Honestly, for a long time in this project, especially early in the series, was that my memories would turn out to be false, that I wouldn't love The X-Files as much as I remember. That has not been the case, honestly if anything I think I love it more, just having had an opportunity to engage with it on a more thoughtful level. And sometimes that means that an episode about nostalgia for The X-Files' history hits me where I live.

Case Notes:

  • You know when an X-Files opens in black and white it's gonna be a Wacky One,
  • Mulder going out in the woods bigfoot hunting to unwind makes way too much sense.
  • Mulder: "Seems like all I've been doing is watching the news and worrying the country has gone insane." Me: "Me too buddy."
  • I also like the fact that Mulder has told the story of how he saw a Bigfoot footprint so many times Scully is sick of it.
  • Oh hey, an X on his window, that's a nice callback.
  • I like the scene in the parking garage a lot, it's walks the line between ominous and goofy pretty well.
  • I like the detail about Mulder's first episode of The Twilight Zone being a formative memory for him, but I also like Scully basically being desperate for him to drop it.
  • Never call Scully "Skulls." Also "He mentioned the forehead sweat" top tier line.
  • I like the energy of the random guy and the increasing number of dudes following him is a solid bit.
  • Fake Jell-O being Scully's memory is kinda sad.
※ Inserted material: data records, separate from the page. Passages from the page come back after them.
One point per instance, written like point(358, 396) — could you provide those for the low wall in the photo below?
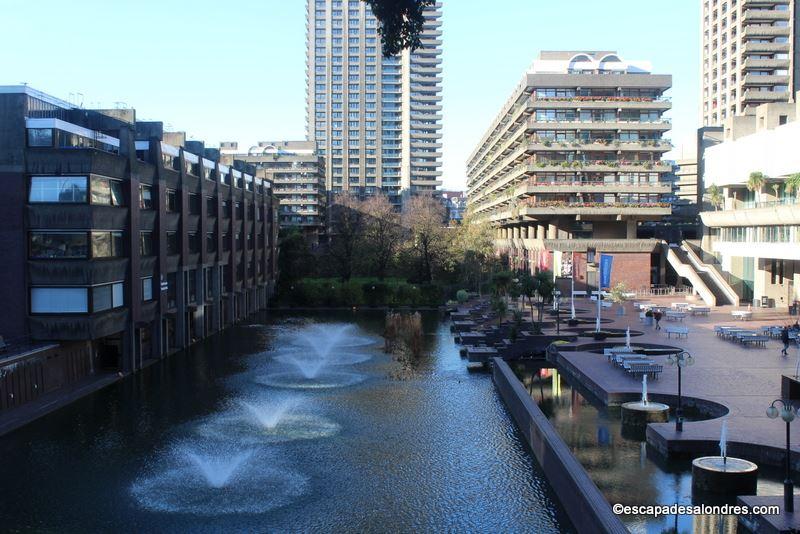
point(587, 508)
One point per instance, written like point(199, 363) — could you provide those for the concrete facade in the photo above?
point(573, 163)
point(755, 234)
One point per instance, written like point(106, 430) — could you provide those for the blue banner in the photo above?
point(606, 262)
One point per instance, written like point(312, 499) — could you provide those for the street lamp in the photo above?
point(787, 413)
point(681, 359)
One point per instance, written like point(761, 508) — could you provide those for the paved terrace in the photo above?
point(745, 379)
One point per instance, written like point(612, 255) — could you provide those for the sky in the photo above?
point(235, 70)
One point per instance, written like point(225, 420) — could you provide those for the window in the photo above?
point(64, 189)
point(107, 245)
point(172, 200)
point(172, 243)
point(39, 137)
point(61, 245)
point(191, 282)
point(107, 192)
point(107, 296)
point(194, 204)
point(147, 288)
point(59, 300)
point(193, 243)
point(146, 244)
point(145, 197)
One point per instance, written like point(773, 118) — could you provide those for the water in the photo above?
point(624, 469)
point(206, 442)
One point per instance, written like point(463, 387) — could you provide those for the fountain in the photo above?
point(722, 476)
point(272, 421)
point(637, 414)
point(321, 344)
point(218, 470)
point(196, 478)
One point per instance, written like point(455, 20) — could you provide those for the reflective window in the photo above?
point(65, 189)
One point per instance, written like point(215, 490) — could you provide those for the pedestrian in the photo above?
point(657, 316)
point(785, 340)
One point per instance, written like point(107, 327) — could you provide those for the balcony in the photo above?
point(609, 102)
point(764, 48)
point(751, 95)
point(751, 80)
point(762, 64)
point(766, 15)
point(662, 125)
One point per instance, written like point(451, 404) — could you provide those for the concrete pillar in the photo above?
point(631, 229)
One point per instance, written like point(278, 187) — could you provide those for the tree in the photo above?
point(382, 233)
point(714, 196)
point(792, 183)
point(347, 225)
point(428, 238)
point(399, 23)
point(756, 183)
point(473, 249)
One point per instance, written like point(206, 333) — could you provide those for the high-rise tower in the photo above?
point(749, 56)
point(376, 120)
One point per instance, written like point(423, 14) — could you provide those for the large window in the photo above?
point(66, 189)
point(107, 296)
point(61, 245)
point(59, 300)
point(107, 192)
point(107, 245)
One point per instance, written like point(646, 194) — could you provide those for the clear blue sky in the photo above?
point(235, 70)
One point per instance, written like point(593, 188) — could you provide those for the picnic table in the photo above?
point(675, 315)
point(742, 315)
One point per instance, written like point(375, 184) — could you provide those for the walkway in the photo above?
point(744, 379)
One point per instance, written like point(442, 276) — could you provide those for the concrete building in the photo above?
point(121, 243)
point(297, 174)
point(376, 120)
point(572, 165)
point(750, 56)
point(755, 235)
point(455, 202)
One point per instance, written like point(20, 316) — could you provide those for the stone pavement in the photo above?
point(744, 379)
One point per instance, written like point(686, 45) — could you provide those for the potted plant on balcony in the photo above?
point(756, 183)
point(792, 183)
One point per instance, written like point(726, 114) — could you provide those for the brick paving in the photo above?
point(745, 379)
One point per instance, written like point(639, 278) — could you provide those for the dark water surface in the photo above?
point(366, 452)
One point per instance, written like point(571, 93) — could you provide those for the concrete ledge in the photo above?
point(768, 524)
point(585, 505)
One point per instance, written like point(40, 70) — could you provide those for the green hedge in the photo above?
point(322, 292)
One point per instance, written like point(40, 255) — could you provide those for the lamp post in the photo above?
point(681, 359)
point(787, 413)
point(557, 304)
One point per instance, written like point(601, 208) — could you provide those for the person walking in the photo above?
point(785, 340)
point(657, 315)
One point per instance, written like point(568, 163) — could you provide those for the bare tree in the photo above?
point(423, 217)
point(347, 225)
point(382, 233)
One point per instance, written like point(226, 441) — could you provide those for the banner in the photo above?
point(606, 262)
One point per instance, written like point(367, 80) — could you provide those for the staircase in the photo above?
point(707, 282)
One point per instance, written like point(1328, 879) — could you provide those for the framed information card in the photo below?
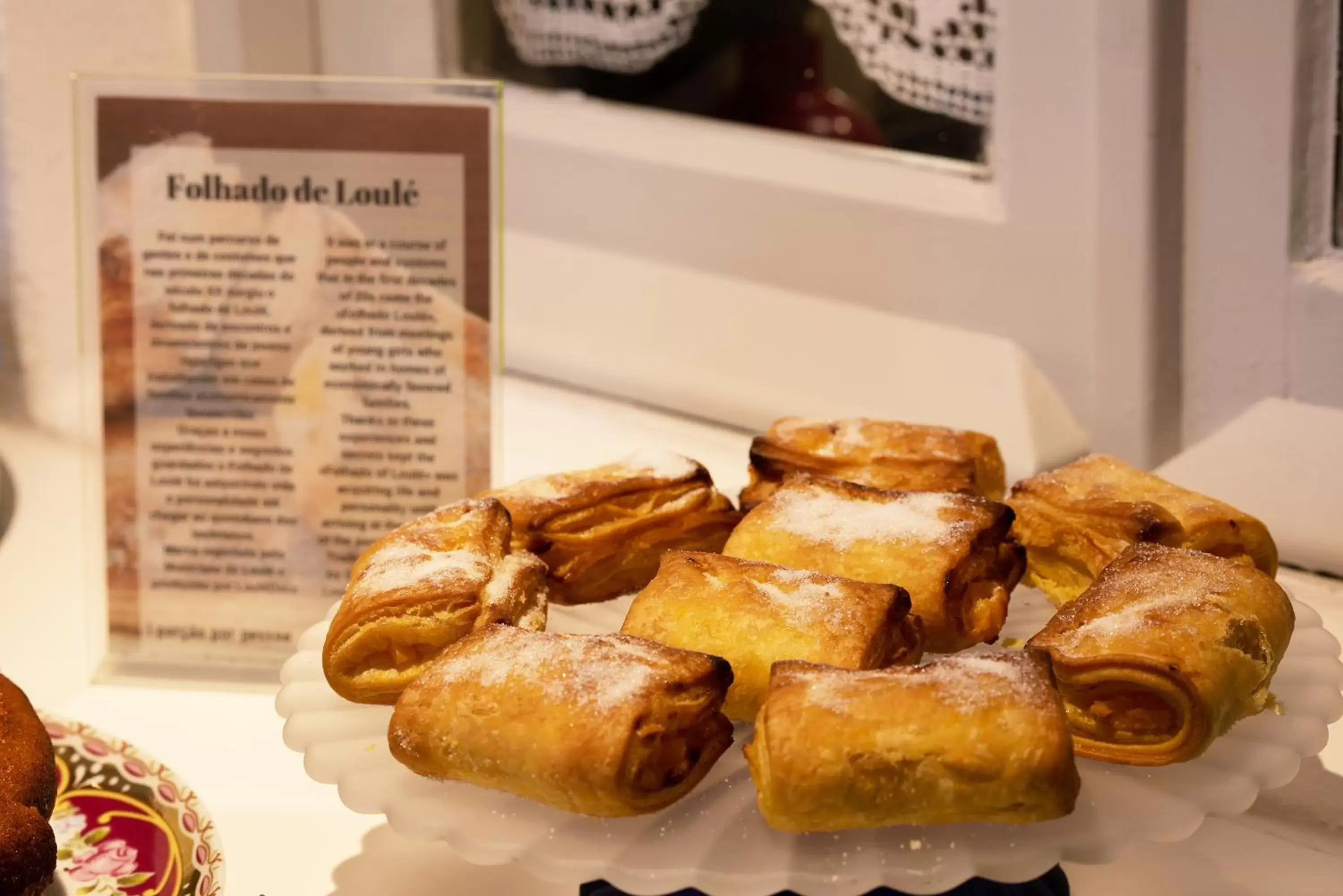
point(293, 289)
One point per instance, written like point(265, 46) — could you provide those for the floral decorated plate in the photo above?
point(125, 824)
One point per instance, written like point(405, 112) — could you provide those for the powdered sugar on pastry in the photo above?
point(805, 598)
point(1168, 593)
point(663, 465)
point(965, 683)
point(824, 516)
point(403, 566)
point(605, 672)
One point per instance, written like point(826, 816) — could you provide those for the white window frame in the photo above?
point(1264, 282)
point(1056, 246)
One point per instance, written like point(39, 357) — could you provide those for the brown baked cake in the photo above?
point(27, 796)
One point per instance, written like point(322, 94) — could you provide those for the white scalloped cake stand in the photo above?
point(715, 839)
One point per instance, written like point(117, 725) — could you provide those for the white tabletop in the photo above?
point(287, 836)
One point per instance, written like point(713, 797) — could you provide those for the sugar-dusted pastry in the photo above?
point(602, 531)
point(1076, 519)
point(423, 586)
point(1165, 652)
point(951, 553)
point(594, 725)
point(887, 455)
point(754, 614)
point(973, 738)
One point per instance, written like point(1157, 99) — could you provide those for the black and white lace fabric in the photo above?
point(931, 54)
point(625, 37)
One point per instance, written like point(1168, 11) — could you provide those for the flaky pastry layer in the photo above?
point(885, 455)
point(950, 551)
point(973, 738)
point(1165, 653)
point(594, 725)
point(603, 531)
point(1076, 519)
point(422, 588)
point(755, 614)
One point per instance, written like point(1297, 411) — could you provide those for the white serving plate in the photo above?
point(716, 841)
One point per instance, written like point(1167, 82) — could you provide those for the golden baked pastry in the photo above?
point(423, 586)
point(973, 738)
point(951, 553)
point(594, 725)
point(1076, 519)
point(754, 614)
point(1165, 652)
point(603, 531)
point(887, 455)
point(27, 796)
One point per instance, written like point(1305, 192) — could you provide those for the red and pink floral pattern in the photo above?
point(125, 825)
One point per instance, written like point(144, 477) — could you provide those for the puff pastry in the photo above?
point(881, 453)
point(1079, 518)
point(951, 553)
point(1165, 652)
point(423, 586)
point(973, 738)
point(754, 614)
point(594, 725)
point(602, 531)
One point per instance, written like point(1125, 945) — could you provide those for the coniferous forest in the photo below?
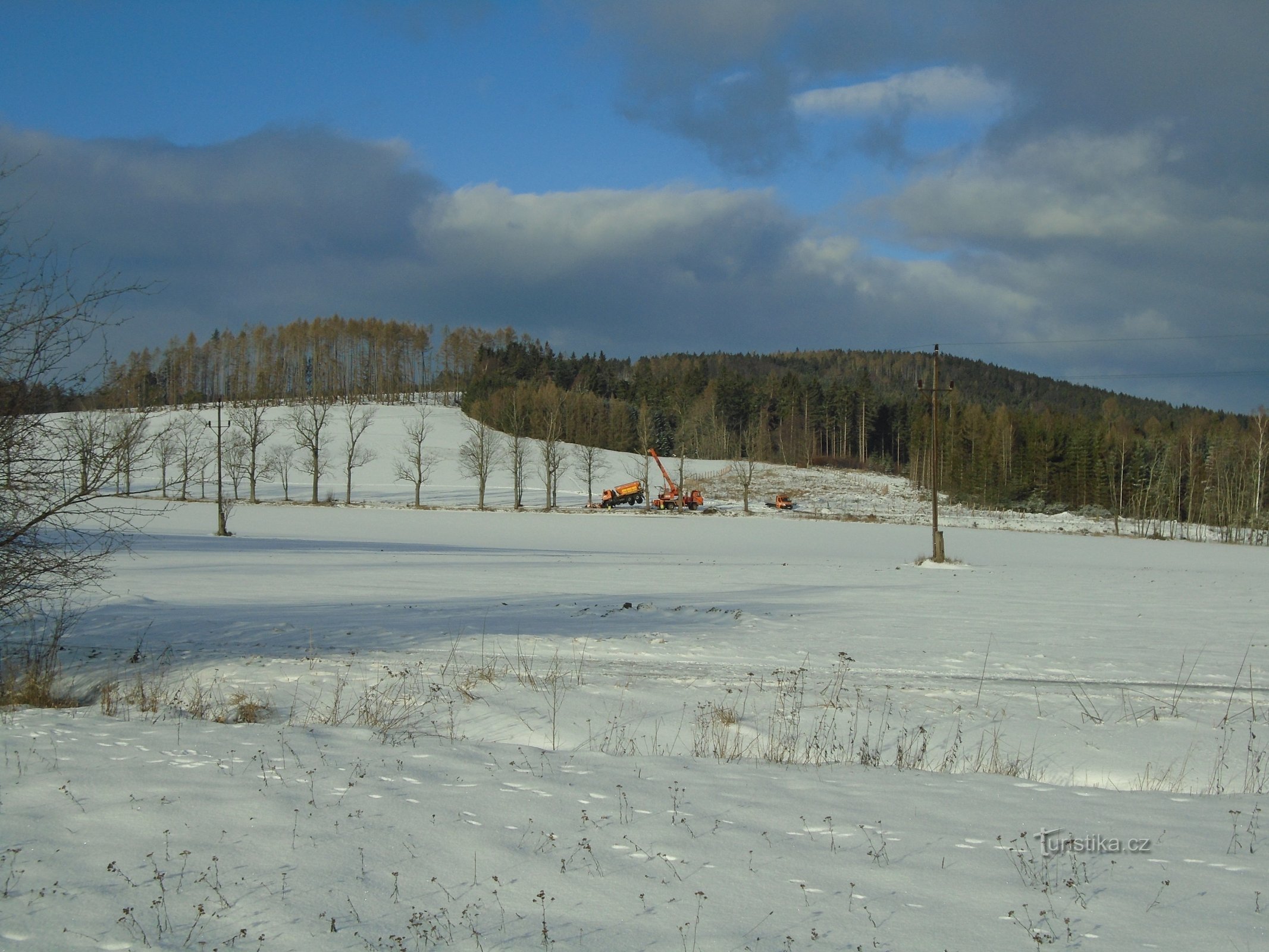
point(1008, 440)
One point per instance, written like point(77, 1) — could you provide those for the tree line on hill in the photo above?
point(1008, 440)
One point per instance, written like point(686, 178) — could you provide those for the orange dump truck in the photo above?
point(627, 494)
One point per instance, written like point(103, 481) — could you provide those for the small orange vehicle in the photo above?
point(627, 494)
point(672, 497)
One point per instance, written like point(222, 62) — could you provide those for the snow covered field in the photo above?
point(623, 730)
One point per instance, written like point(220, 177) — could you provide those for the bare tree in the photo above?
point(277, 462)
point(237, 461)
point(308, 422)
point(47, 320)
point(129, 430)
point(85, 439)
point(164, 449)
point(1261, 422)
point(250, 421)
point(516, 421)
point(412, 465)
point(593, 464)
point(552, 459)
point(189, 436)
point(358, 419)
point(744, 468)
point(479, 455)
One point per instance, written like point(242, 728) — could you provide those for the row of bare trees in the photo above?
point(327, 357)
point(311, 439)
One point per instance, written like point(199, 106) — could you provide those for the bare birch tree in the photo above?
point(358, 419)
point(308, 422)
point(412, 465)
point(47, 319)
point(479, 455)
point(252, 422)
point(277, 464)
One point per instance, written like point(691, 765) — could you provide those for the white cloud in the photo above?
point(938, 90)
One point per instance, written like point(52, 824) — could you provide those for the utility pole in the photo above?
point(220, 481)
point(934, 451)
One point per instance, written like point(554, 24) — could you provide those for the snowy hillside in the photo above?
point(380, 728)
point(820, 493)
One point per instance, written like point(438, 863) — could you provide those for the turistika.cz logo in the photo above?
point(1055, 843)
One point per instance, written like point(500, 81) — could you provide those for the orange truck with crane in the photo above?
point(626, 494)
point(672, 497)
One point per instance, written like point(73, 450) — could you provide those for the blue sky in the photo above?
point(801, 173)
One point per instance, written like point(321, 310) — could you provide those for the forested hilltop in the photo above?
point(1008, 439)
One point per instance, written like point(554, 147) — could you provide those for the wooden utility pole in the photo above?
point(220, 481)
point(934, 452)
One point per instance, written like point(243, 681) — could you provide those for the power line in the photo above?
point(1094, 340)
point(1169, 376)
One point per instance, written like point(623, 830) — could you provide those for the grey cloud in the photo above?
point(1083, 64)
point(284, 225)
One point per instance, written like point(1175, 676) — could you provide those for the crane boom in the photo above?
point(669, 483)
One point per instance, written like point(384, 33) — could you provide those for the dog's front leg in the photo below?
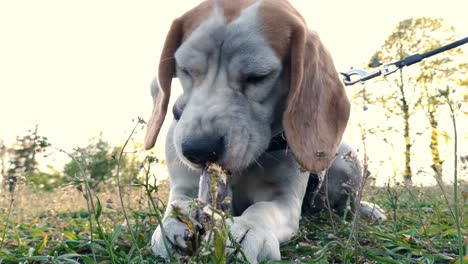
point(184, 188)
point(273, 218)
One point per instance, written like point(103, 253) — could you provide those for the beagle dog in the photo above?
point(261, 98)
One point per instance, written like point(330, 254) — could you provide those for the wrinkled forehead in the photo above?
point(234, 28)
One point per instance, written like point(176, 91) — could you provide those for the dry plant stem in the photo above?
point(90, 220)
point(120, 188)
point(357, 202)
point(455, 182)
point(10, 206)
point(328, 202)
point(156, 210)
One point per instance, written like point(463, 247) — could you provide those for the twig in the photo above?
point(140, 121)
point(10, 206)
point(455, 180)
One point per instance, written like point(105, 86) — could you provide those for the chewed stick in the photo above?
point(213, 188)
point(204, 186)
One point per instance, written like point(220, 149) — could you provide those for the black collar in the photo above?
point(278, 142)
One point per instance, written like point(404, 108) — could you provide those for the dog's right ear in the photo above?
point(167, 70)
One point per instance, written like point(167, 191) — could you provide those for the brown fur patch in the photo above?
point(317, 108)
point(180, 30)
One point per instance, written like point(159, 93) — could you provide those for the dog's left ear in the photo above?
point(317, 109)
point(166, 73)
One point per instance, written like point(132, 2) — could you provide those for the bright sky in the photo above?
point(78, 68)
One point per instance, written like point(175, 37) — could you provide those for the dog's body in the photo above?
point(252, 73)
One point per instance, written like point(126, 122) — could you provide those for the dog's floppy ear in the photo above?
point(165, 74)
point(317, 109)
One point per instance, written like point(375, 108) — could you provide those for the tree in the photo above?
point(22, 158)
point(96, 159)
point(418, 86)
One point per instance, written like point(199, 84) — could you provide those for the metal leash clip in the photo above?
point(384, 70)
point(392, 67)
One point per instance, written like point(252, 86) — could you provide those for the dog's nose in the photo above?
point(201, 150)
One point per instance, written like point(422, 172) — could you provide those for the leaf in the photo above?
point(117, 232)
point(98, 208)
point(43, 244)
point(70, 235)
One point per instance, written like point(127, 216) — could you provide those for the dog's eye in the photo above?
point(177, 112)
point(185, 71)
point(255, 78)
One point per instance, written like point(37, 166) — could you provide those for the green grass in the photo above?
point(420, 229)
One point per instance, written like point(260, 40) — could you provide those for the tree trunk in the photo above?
point(434, 146)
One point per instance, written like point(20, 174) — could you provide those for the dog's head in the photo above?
point(249, 70)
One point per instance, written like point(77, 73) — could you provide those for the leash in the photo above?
point(392, 67)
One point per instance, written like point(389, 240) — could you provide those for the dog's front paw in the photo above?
point(256, 242)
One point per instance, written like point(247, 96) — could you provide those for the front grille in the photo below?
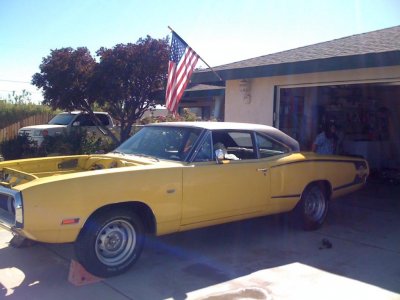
point(25, 132)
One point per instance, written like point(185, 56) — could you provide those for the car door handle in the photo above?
point(264, 170)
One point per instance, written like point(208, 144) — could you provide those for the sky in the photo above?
point(220, 31)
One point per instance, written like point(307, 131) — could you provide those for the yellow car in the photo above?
point(168, 177)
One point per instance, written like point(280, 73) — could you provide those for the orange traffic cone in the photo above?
point(79, 276)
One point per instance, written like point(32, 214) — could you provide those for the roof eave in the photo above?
point(370, 60)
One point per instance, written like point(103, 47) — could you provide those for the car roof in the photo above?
point(215, 125)
point(269, 130)
point(77, 112)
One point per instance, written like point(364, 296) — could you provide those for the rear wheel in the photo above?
point(110, 242)
point(313, 207)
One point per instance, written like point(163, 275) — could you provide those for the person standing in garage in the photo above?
point(325, 142)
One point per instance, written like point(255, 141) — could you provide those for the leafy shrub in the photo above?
point(19, 147)
point(187, 115)
point(75, 142)
point(13, 112)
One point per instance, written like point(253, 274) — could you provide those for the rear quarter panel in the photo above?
point(291, 175)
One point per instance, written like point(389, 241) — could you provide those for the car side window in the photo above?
point(205, 151)
point(268, 147)
point(84, 120)
point(238, 145)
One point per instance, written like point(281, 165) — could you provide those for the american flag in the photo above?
point(182, 61)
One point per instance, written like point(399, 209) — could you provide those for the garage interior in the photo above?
point(367, 116)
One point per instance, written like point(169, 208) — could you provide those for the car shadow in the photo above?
point(359, 241)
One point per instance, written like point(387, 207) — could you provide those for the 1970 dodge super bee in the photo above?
point(167, 178)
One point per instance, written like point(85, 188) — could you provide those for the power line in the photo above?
point(14, 81)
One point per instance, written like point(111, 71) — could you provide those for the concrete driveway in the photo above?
point(356, 255)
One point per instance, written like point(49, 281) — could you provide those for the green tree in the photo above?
point(64, 79)
point(128, 79)
point(24, 98)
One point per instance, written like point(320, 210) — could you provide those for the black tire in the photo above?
point(313, 207)
point(110, 242)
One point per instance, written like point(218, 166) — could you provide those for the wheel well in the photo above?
point(325, 185)
point(143, 211)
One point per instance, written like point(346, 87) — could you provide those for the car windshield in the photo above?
point(62, 119)
point(161, 142)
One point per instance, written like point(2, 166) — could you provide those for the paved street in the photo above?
point(262, 258)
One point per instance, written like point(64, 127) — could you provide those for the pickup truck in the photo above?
point(64, 122)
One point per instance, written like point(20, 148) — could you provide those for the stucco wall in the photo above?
point(260, 108)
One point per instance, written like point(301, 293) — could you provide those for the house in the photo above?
point(352, 81)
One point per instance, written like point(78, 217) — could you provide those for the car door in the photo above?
point(213, 191)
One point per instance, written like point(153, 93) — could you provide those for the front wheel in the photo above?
point(313, 207)
point(110, 242)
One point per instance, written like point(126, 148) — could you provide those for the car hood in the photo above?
point(18, 174)
point(43, 126)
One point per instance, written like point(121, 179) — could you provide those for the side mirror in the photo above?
point(219, 155)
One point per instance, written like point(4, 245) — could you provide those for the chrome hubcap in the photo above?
point(115, 242)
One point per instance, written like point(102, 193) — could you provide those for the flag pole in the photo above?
point(199, 56)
At least Mulder gets The Twilight Zone.
  • Okay so the episode being about the Mandela Effect is honestly kind of clever. Also it's amusing to me that Mulder says there's no movie called Shazam, but in the time between this episode being released and now, they did make a movie called Shazam.
  • Scully complains about how unromantic waiting in the car for the guy to show up is, but this is the man you have chosen to love Scully.
  • Mulder and Reginald bickering about whether it's the Mandela Effect or the Mengele Effect is amusing.
  • "I remember the logo being racist in a different way" is very funny.
  • Hey they've got a "Can't Lick Our Dick" Nixon poster in the background.
  • The youtube video of the story of Dr. They is very very silly but I dig it. Honestly it fits in with the vibe of the whole middle of the episode being about the three of them hanging around a parking garage bickering.
  • I like Scully just bailing on the whole thing when it gets too silly.
  • The montage of Reggie being in The X-Files' history is as goofy as it gets and also makes Reggie look like an absolute dickbag.
  • Mulder getting made fun of for getting old is odd, but I guess it kinda works with the last episode. I like Scully explicitly pointing out that maybe conspiracies aren't as fun "After all this birther stuff."
  • Where the fuck are they filming this meeting with Dr. They, those statues are deeply weird.
  • I'm not gonna lie, I like Scully solving the case off screen while Mulder fucks around.
  • The montage of the various government jobs Reggie has had is funny. Him being asleep while working for the SEC, torturing someone while working for the CIA and blowing up a wedding while working for the DoD are all very good and very dark.
  • I feel like the "Last Case" bit being a parody of an old sci-fi movie is a joke done better in Jose Chung, but it's still funny. Voyager being there is a good joke though, especially the alien referring to it as a music sampler.
  • Hey Skinner actually gets to show up. And say one line.
  • Mulder and Scully ending the episode finding out that Mulder's memory was real but of a knockoff show, while Scully decides she doesn't want to be reminded if her jell-o knockoff bad is sweet and endearing.
  • As always, these reviews are supported by my Patreon. Check it out or I'll alter your memory to remember you did. Wait, that would work against me, nevermind.
Current Celebrity Watch:

Brian Huskey, who plays Reggie, is a very well travelled comedy actor, probably best known for his role as Regular Sized Rudy on Bob's Burgers. He's also worked in major roles on Children's Hospital and VEEP.

Dr. They is played by Stuart Margolin, who had a major role on a 70s show called The Rockford Files. I've never heard of that show in my life, but thanks to it, he has as many Emmys as Gillian Anderson so...yeah.